The scenario is something of a rerun for Fox.

The network once waited until after baseball was over to unveil its shows, a move that proved detrimental to new programming, said Beckman. Since then, Fox has learned it's better to launch new shows early and then use the break provided by baseball to reevaluate the time slot, even the creative direction, of certain shows. Indeed, rumors persist that " 'Til Death," which will return with new episodes Nov. 2, is undergoing creative changes.

"We play our own game," Beckman said. "We've figured out how to schedule around baseball, but what that does is create this appearance of not looking as strong as the other guys."

"House" once limped along in the ratings until it was paired with "American Idol." Last week, the show starring Hugh Laurie finished ninth in the coveted 18-49 demographic. Similarly, analysts believe Fox is wisely assessing where to reposition some of its new shows in hopes of giving them a needed ratings boost.

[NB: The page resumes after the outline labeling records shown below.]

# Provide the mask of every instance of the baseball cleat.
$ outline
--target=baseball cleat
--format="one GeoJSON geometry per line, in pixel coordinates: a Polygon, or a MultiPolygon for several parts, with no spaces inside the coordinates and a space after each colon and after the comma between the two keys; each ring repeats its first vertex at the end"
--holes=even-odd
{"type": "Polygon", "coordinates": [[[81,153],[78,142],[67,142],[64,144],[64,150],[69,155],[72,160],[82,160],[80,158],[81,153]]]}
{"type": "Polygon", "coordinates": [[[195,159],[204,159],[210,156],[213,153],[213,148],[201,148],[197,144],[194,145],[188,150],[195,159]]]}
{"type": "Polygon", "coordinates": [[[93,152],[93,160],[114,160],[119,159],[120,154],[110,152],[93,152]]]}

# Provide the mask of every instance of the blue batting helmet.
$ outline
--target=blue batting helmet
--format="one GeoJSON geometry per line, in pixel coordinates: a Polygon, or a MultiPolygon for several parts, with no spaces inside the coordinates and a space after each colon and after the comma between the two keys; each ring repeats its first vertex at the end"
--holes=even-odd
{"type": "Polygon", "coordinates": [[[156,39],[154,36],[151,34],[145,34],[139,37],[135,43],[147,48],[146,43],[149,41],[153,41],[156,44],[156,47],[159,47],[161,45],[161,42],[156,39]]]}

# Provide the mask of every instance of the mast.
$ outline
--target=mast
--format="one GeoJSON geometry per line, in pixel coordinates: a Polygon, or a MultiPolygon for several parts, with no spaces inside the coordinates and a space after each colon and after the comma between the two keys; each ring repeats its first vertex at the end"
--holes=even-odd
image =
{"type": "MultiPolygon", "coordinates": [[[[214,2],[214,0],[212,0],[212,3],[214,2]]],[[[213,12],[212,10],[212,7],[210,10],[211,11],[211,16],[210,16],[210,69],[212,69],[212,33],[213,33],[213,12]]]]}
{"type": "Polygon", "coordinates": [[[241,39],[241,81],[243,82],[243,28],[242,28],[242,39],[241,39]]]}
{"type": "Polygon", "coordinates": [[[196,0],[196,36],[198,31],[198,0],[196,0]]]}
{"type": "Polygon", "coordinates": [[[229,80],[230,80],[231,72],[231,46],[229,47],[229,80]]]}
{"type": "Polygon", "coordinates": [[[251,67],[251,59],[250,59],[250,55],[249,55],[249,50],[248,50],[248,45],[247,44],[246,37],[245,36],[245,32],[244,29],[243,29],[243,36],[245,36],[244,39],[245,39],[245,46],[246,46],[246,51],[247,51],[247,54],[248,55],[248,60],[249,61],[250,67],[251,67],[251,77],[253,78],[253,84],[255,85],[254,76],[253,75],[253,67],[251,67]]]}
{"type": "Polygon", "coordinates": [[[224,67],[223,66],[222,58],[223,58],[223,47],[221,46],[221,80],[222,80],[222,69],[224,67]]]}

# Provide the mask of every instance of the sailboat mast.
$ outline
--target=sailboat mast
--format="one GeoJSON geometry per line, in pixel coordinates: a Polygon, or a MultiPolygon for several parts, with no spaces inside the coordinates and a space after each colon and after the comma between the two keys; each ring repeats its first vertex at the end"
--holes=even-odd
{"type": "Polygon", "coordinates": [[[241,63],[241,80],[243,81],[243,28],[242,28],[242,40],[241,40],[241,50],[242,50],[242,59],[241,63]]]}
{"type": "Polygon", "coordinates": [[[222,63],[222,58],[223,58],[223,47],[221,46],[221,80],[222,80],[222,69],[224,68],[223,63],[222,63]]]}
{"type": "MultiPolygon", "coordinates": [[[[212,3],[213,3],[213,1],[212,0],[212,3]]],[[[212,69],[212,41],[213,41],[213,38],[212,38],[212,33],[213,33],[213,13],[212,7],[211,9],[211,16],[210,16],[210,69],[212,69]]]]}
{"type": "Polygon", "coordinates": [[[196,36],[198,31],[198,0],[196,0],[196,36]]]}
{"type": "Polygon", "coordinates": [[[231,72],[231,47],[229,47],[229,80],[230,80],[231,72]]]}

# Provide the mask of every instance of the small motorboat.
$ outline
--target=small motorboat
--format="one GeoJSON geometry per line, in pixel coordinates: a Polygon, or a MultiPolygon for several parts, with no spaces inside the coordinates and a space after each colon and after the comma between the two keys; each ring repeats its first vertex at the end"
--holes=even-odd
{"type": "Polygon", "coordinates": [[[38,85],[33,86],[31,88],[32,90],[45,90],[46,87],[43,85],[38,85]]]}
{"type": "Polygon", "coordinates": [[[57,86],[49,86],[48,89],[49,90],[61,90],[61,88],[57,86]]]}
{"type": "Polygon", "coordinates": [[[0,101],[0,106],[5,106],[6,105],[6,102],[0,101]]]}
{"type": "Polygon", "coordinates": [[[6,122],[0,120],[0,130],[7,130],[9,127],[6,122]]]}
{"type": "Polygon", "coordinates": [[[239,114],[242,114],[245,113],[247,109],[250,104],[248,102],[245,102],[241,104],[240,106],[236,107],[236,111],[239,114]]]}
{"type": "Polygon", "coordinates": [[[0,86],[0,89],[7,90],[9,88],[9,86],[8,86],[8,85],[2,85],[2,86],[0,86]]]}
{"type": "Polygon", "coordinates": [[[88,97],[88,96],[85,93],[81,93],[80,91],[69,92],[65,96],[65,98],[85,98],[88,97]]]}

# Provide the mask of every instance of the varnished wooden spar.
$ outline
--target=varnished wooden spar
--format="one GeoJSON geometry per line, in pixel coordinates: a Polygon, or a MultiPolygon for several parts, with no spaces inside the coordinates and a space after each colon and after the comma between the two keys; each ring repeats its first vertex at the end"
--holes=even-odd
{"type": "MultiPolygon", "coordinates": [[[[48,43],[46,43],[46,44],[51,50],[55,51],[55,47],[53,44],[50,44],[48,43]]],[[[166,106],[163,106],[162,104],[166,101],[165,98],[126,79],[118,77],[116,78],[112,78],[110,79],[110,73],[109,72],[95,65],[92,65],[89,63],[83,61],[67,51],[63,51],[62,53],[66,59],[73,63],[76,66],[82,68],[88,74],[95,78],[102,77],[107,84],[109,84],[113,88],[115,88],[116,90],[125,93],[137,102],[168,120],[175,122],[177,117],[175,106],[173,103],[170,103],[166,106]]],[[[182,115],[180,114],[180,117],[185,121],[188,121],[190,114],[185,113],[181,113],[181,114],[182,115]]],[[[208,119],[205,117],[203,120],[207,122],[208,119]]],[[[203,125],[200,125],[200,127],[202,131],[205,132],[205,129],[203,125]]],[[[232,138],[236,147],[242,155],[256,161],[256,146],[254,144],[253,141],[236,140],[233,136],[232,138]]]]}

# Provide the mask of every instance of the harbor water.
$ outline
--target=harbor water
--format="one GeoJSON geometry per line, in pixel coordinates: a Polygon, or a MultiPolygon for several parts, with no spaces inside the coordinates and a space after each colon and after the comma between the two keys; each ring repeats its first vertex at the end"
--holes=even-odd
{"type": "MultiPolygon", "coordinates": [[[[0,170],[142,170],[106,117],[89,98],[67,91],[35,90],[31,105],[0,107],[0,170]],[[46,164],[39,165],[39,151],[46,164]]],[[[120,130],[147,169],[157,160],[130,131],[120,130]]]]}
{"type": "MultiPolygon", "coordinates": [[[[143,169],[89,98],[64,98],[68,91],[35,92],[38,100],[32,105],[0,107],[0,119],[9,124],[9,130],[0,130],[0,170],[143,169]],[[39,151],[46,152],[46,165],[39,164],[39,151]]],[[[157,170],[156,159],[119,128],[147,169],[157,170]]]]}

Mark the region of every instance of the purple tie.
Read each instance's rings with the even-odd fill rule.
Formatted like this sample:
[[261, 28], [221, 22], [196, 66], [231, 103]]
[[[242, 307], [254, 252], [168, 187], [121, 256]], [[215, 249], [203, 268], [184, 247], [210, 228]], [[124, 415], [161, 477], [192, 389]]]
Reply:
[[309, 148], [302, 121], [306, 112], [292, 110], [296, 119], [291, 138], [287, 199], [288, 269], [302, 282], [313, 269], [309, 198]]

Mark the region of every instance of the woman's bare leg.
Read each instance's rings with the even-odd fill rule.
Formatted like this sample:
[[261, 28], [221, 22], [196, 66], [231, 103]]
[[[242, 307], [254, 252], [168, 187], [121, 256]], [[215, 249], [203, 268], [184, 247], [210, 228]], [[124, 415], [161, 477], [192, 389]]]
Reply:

"It's really like a chess match," said Laura Caraccioli-Davis of ad buyer Starcom USA. "They can move around shows as they need to and they're just lying in wait to see where to do it. They're smart because they have the trump cards with 'American Idol' and '24.' "

"The O.C.," which opens its fourth season Nov. 2 in the 9 p.m. Thursday slot, will likely plug the leak caused by the Simon Cowell flop "Celebrity Duets." Regarding "Duets," Beckman said: "We needed to fill a void on Thursdays and we took a shot. Honestly, it hasn't worked out."

Although "The O.C." has lost its initial ratings luster, Fox executives are confident it will hold its core audience on one of television's toughest nights.

But whether Fox's artillery is enough to rescue its new shows, especially its comedies, is another question. "They have a lot riding on their comedy block," Caraccioli-Davis said. "But I think advertisers don't have as much faith in that Thursday night lineup as they once did."

In the meantime, as the baseball postseason unfolds, Fox executives will be cheering for a ratings bonanza -- a Dodgers-New York Yankees World Series that goes seven games.